# mattresses.



## doey (May 11, 2008)

hi, i have a dip in the mattress in the mh, where my rear end sits.as the mh is only 2 yrs old its a bit concerning. has anyone had this problem and did you change the foam if so which foam.

regards doey.


----------



## DTPCHEMICALS (Jul 24, 2006)

Dont worry its a usual thing with mh and caravans.
Sit somewhere else. :wink: 
Think, how often have you sat there?
dave p


----------



## doey (May 11, 2008)

no, the dip is in the mattress in the luton, i only sleep up there.

doey.


----------



## TR5 (Jun 6, 2007)

We weren't happy with the foam mattress in our MH, so had a memory foam mattress made to size.

there are a number of firms doing these, various thicknesses and density.

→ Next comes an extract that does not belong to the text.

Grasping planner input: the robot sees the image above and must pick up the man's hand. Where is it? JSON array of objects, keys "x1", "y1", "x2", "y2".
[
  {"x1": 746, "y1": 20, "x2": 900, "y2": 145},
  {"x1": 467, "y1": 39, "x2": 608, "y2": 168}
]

A google search will assist.


----------



## DTPCHEMICALS (Jul 24, 2006)

Sorry I misunderstood you.

i have the same problem on our fixed bed
Lady p gets bachache in mh so I am going to look at memory foam

dave p


----------



## PFH (Jun 8, 2008)

I purchased a memory foam mattress, I then cut it to size using an electric knife. Simples|


----------



## firewood (Mar 17, 2009)

hi we had the same problem with ours .
so we had one made to fit the m/home its better then the one we have in the house now.
it was not that expensive


----------